Transatomic Power, once a high-flyer, crash lands

Born of great promise, an advanced nuclear power effort, severely damaged by initial overpromises, has crashed and burned.

Transatomic’s Leslie Dewan

Transatomic Power has shut down operations, after MIT’s Technology Review reported that the principals, two recent MIT PhD nuclear engineering graduates, decided they did not “see a viable path to bringing its molten salt reactor to scale.” MIT grad Leslie Dewan, 33, co-founder and CEO, announced, “We haven’t been able to scale up the company rapidly enough to build our reactor in a reasonable timeframe.”

She said the company will make its entire intellectual property “available for any researchers – private, public or non-profit – who want to continue the work we’ve started.”

The firm, which raised several millions of dollars in venture capital when it announced the company in late 2015, including support from Peter Theil’s Founders Fund, made grandiose claims for the technology, which MIT Technology Review hyped dramatically.
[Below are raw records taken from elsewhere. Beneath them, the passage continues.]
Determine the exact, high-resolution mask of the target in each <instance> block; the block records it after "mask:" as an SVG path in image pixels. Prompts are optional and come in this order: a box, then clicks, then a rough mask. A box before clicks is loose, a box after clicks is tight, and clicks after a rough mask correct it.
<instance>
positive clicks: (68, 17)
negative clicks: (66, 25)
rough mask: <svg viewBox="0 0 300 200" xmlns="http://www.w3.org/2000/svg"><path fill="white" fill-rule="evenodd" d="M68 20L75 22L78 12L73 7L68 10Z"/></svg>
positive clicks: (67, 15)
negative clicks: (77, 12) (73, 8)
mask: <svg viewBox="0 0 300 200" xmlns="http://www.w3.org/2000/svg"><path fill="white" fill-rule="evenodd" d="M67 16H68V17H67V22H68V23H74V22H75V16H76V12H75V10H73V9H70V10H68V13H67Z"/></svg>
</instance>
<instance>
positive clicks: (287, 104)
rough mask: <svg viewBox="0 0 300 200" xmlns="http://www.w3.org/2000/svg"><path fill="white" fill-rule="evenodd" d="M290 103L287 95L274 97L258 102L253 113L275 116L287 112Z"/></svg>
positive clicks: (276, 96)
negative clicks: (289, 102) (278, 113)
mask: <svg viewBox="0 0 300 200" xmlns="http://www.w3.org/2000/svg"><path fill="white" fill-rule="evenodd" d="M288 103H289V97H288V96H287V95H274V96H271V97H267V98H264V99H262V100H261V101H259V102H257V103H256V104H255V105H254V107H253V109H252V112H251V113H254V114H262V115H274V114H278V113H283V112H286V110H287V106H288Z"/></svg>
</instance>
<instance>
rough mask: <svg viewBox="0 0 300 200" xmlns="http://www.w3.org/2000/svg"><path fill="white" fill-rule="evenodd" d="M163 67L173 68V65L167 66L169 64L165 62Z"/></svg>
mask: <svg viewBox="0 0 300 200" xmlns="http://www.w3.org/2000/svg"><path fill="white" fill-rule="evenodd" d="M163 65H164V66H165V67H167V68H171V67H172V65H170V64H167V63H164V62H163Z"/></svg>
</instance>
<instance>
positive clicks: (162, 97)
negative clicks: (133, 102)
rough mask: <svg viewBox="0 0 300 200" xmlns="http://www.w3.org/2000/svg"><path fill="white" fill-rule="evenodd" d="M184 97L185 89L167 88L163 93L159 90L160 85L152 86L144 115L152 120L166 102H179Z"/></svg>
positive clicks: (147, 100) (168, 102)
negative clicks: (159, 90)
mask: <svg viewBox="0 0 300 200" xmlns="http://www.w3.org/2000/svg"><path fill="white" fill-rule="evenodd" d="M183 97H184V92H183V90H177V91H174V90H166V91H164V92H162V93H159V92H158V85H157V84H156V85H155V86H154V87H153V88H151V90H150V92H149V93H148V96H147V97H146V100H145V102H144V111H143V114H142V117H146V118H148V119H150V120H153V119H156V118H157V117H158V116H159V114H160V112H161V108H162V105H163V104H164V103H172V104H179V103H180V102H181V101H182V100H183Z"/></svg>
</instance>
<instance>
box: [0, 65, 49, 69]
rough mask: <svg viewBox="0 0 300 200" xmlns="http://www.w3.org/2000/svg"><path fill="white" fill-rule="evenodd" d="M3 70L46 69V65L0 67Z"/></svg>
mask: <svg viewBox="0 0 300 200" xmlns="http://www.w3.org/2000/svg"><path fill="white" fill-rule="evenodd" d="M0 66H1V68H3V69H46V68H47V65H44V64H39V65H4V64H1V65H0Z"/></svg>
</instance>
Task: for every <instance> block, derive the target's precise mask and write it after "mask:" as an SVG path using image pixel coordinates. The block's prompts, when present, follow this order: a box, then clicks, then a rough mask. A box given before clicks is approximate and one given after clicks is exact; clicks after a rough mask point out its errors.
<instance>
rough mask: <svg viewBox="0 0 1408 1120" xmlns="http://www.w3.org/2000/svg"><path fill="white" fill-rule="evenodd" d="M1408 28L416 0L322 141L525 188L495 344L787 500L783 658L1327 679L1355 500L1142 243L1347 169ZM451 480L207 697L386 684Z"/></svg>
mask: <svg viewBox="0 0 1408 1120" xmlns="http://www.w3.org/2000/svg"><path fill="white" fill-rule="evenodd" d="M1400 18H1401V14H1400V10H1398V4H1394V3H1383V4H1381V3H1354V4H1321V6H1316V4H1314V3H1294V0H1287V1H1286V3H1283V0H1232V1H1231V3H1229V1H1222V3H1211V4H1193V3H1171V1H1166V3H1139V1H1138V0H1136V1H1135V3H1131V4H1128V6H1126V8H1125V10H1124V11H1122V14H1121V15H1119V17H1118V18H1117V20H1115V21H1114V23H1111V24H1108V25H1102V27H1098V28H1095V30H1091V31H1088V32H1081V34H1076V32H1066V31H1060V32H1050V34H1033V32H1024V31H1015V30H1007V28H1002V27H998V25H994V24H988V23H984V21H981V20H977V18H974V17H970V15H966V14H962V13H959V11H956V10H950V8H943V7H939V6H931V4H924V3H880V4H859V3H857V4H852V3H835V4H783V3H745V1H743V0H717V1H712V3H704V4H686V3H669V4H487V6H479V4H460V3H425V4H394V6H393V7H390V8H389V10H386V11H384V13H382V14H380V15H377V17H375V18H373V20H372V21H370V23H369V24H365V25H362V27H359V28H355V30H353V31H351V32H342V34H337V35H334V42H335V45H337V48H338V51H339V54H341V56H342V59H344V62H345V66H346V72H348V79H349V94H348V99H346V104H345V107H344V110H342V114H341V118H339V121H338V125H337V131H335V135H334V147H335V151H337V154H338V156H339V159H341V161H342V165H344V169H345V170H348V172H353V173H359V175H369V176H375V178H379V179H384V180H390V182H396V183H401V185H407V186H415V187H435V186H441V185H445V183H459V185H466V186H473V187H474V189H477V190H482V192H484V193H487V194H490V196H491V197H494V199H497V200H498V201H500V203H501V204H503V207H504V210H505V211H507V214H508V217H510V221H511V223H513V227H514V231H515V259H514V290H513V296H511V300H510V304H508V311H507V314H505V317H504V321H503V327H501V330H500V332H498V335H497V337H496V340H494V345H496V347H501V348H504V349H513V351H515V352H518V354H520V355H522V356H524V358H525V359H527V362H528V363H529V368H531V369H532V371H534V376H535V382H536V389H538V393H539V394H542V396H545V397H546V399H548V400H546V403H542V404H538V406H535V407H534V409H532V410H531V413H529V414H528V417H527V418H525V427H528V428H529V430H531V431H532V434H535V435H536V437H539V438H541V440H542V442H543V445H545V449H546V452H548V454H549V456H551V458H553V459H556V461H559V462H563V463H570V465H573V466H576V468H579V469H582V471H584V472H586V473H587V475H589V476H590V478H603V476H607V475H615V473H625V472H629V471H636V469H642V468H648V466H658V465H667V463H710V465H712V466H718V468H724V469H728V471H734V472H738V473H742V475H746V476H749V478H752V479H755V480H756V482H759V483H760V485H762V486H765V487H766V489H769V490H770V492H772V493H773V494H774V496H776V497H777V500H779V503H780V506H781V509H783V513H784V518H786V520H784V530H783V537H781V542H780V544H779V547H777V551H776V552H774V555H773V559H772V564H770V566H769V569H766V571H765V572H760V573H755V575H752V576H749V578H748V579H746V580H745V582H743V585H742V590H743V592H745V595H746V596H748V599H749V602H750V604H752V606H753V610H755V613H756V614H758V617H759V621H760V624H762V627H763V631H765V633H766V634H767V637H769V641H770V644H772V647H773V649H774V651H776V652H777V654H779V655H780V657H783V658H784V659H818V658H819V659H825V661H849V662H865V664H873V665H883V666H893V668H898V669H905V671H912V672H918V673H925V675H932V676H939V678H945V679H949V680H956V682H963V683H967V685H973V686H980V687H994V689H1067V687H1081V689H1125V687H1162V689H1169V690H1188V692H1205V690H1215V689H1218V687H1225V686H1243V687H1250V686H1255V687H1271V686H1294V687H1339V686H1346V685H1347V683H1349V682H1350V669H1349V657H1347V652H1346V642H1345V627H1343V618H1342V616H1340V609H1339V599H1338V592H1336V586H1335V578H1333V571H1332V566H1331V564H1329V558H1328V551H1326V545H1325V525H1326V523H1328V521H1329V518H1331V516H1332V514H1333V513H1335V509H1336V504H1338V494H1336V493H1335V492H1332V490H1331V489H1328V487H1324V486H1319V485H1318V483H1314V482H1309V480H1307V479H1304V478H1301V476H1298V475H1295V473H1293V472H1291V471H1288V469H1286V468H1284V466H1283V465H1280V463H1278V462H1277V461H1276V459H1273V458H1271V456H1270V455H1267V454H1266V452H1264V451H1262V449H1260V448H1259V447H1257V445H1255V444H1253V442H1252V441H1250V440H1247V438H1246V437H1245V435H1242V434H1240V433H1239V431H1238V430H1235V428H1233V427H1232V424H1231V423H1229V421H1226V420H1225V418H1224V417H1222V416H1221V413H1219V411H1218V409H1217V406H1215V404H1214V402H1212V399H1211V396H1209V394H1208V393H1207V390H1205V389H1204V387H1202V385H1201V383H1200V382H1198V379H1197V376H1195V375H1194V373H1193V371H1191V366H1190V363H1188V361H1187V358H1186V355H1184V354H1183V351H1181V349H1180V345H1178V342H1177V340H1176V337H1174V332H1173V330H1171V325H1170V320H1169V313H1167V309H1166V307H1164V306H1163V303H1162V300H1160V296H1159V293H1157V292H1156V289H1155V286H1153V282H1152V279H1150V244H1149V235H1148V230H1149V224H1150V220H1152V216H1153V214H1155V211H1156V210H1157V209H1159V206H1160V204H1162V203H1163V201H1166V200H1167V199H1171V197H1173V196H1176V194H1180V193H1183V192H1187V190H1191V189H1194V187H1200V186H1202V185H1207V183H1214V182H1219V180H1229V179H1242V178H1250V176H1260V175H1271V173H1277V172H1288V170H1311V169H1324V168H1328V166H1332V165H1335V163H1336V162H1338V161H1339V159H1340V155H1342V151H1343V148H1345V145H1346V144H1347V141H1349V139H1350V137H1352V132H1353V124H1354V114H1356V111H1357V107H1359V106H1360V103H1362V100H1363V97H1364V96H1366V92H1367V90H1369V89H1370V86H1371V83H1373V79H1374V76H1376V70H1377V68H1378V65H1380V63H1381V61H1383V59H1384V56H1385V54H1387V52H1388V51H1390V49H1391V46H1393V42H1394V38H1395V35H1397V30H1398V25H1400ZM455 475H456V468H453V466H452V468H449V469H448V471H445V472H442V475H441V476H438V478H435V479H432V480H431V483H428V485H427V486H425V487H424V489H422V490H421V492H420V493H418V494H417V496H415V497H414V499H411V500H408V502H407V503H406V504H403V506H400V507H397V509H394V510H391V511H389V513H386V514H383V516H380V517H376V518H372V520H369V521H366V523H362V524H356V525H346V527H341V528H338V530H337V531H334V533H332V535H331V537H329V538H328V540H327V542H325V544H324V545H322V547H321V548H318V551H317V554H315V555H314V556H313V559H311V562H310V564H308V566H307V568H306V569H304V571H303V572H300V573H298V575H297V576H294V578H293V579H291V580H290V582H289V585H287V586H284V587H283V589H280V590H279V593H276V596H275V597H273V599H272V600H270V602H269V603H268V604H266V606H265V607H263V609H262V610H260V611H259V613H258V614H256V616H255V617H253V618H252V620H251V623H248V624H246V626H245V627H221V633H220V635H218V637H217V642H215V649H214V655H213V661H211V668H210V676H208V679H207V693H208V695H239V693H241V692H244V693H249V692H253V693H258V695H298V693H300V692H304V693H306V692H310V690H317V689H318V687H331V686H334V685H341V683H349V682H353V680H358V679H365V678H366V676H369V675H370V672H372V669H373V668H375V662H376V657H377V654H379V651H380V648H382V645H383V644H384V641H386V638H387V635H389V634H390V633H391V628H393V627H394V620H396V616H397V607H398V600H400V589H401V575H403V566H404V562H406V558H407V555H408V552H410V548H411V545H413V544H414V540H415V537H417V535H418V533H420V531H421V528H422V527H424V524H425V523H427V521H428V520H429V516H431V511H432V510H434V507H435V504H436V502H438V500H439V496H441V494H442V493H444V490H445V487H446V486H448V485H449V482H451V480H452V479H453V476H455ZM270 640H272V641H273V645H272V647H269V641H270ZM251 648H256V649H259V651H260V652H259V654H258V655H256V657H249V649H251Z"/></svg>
Dewan and her colleague Mark Massie claimed that their redesign of the venerable, 1960s molten salt technology, could be much smaller, factory fabricated, burn spent nuclear fuel, and “generate up to 75 times more electricity per ton of mined uranium than a light water reactor.”

“What if we could build a nuclear reactor that costs half as much, consumes nuclear waste, and will never melt down,” Dewan said. Sounds amazing.

Oops. If it sounds too good to be true, it probably is too good to be true, as ancient wisdom has it. Early last year, MIT physics professor Kord Smith debunked the hyperbolic claims, which Technology Review reported. He analyzed the claims, found them to be bogus, and reported that to MIT leadership. Technology Review quoted him, “I said this [75 times more electricity] is obviously incorrect based on basic physics.” He said the error was innocent. “It was just a lack of experience and perhaps overconfidence in their own ability. And then not listening carefully enough when people were questioning the conclusions they were coming to.”

Greentech Media reported that Transatomic is “releasing its patents in the European Union, Russia, and China for its particular version of liquid-fueled reactor designs.” That includes plans to use zirconium hydride as a neutron moderator in the reactor.

Molten salt reactors are nothing new. Nuclear pioneer Alvin Weinberg, long-time director of the Oak Ridge National Laboratory, championed molten salt reactors in the 1960s, and a prototype 7.5 MW (thermal) ran at Oak Ridge from 1966 to 1969. In his memoir “The First Nuclear Era” Weinberg argued that the reactor was a superior technology to the sodium-cooled fast breeder reactor that the Atomic Energy Commission adopted as its chosen advanced technology to supersede the light-water reactor. He said the molten salt technology was “so elegant and so well-thought out,” but was victim of AEC entrenched politics.

Despite Transatomic’s failure, Ted Nordhaud of The Breakthrough Institute, an advocate of carbon-free electric generation, including nuclear, saw a silver (or uranium?) lining. He wrote, “Yet in failure, Transatomic is itself a proof of concept. For those of us who have argued for a different nuclear future, less centralized and state-dependent, companies like Transatormic will need to fail so that an advanced nuclear industry can thrive…Transatomic’s investors are out of luck, but taxpayers and ratepayers are not. That is at it should be.”